Jarosław Fret miał kiedyś fascynujący pomysł na teatr. Zainspirowany wizytą u Włodzimierza Staniewskiego w Gardzienicach, z niewielką grupą fascynatów wyruszył na krańce świata w poszukiwaniu żywych kultur muzycznych i narzędzi do ponownego narodzenia teatru „z ducha muzyki”.

Na swój sposób Fret realizował potem w Instytucie im. Jerzego Grotowskiego poromantyczny projekt artystyczny, najtrafniej sformułowany przez Cypriana Norwida: „Oryginalność jest to sumienność w obliczu źródeł” (O Juliuszu Słowackim w sześciu publicznych posiedzeniach). To hasło znakomicie też charakteryzowało teatralne i poteatralne przedsięwzięcia Grotowskiego. Obecność Freta w Instytucie wydawała się zatem logiczna i sensowna.

Podobnie jak kiedyś Grotowski, Fret okazał się także świetnym menedżerem. Potrafił zorganizować fundusze na ambitne wyprawy artystyczno-naukowe i szybko zebrał wokół siebie oddane grono „młodych zdolnych” z bardzo różnymi doświadczeniami artystycznymi.

Kamila Klamut, absolwentka kulturoznawstwa na Uniwersytecie Wrocławskim, uczestniczyła w narodzinach Teatru Pieśń Kozła i wystąpiła w pierwszym spektaklu nowej grupy (Pieśń Kozła – dytyramb, 1997), Przemysław Błaszczak studiował filozofię i japońskie sztuki walk, Ditte Berkeley zgłębiała aktorstwo w londyńskim Rose Bruford College of Speech and Drama, a Matej Matejka, absolwent aktorstwa w Państwowym Konserwatorium w Bratysławie, był gwiazdą kultowego w Pradze studia teatralnego Farma v jeskyni.

Jarosław Fret przybył do teatru niejako z zewnątrz. Nigdy nie studiował ani aktorstwa, ani reżyserii w szkole teatralnej. To zresztą źródło jego oryginalności i poczucia misji. Żaden wybitny profesor nie próbował urobić go na swój sposób czy wyjaśnić mu definitywnie, na czym polega praca w teatrze. Szlachetny dilettante Fret od początku rozwijał własny, bardzo osobisty język teatru.
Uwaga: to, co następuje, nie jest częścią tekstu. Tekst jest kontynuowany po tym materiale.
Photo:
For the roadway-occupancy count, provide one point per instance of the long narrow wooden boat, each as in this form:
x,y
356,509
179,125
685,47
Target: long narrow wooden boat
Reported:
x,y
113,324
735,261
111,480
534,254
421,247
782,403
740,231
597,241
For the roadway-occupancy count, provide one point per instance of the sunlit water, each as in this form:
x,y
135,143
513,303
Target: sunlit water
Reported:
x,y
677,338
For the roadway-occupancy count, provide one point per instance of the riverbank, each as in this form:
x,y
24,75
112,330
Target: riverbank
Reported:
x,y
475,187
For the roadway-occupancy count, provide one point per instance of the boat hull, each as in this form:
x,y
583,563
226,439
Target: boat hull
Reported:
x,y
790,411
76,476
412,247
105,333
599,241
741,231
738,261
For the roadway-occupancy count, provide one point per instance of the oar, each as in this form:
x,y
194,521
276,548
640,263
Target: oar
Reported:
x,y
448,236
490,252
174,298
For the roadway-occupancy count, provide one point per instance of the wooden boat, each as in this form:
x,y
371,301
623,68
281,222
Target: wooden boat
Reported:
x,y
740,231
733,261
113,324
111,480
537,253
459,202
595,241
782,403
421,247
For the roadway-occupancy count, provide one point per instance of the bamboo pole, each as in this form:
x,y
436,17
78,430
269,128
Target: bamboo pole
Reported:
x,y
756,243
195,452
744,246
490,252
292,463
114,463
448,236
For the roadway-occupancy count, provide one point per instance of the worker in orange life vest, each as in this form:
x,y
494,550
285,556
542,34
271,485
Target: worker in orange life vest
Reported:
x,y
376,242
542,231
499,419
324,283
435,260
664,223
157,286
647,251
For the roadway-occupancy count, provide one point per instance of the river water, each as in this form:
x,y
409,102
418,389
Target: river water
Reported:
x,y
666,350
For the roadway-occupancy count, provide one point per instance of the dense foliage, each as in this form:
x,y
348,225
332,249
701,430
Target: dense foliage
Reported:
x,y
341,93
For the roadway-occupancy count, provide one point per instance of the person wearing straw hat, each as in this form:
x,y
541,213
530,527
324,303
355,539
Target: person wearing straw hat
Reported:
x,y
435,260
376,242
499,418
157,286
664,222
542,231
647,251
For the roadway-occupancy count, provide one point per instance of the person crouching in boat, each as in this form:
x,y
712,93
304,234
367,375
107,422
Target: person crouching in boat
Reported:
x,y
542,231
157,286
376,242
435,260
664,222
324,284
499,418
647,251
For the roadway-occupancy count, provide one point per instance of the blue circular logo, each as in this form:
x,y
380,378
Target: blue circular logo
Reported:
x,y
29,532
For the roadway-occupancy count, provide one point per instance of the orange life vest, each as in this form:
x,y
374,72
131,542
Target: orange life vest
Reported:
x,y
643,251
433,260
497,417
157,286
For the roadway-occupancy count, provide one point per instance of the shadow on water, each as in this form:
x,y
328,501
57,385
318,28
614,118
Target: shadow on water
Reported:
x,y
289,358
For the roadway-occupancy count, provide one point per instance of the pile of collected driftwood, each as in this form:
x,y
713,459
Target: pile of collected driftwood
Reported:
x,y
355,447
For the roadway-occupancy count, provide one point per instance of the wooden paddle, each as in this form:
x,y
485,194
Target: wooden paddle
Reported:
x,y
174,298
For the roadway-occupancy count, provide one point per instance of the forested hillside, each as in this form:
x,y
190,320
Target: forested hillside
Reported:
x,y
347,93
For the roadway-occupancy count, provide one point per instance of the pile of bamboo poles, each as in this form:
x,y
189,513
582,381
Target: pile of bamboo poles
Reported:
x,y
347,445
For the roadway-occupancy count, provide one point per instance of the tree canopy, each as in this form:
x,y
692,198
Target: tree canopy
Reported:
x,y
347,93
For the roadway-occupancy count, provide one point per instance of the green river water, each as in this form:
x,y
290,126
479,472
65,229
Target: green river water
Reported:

Zafascynowany możliwościami ludzkiego głosu, zgłębiał archaiczne techniki śpiewu.

Pierwszym projektem artystycznym Teatru ZAR był tryptyk Ewangelie dzieciństwa, realizowany w latach 2003–2009 i pokazywany również poza Polską. Część środkowa, Cesarskie cięcie. Próby o samobójstwie, została dostrzeżona i wyróżniona nagrodą podczas festiwalu Fringe w Edynburgu (2012). To w tym projekcie szokujące gry z rozbijaniem szkła po raz pierwszy tak wyraziście wyartykułowały temat przemocy, kluczowy w wielu późniejszych pracach teatru.

W październiku 2011 roku Teatr ZAR odegrał trzecią część tryptyku, zatytułowaną Anhelli. Wołanie, w ruinach kościoła św. Augustyna w starej części miasta Belchite. Ta niezwykła miejscowość, położona czterdzieści kilometrów od Saragossy, stanowi dziś przejmujący pomnik bratobójczej hiszpańskiej wojny domowej z 1937 roku. Miasto zostało wówczas niemal całkowicie zniszczone. Mieszkańcy nigdy potem nie odbudowali ruin. Wznieśli dla siebie nowe miasto poza granicami starego.

Towarzyszyłem wyprawie teatru do Belchite wraz z Leszkiem Kolankiewiczem i Pawłem Goźlińskim. Błądzenie pośród ruin było dojmującym przeżyciem. Dwa wieczorne spektakle dostarczyły szczególnie mocnych wrażeń. Poważnie obawiałem się, że śpiewy rozwibrują dziurawy dach kościoła. Podparty mocno skorodowaną konstrukcją mógł w każdej chwili runąć na artystów i publiczność…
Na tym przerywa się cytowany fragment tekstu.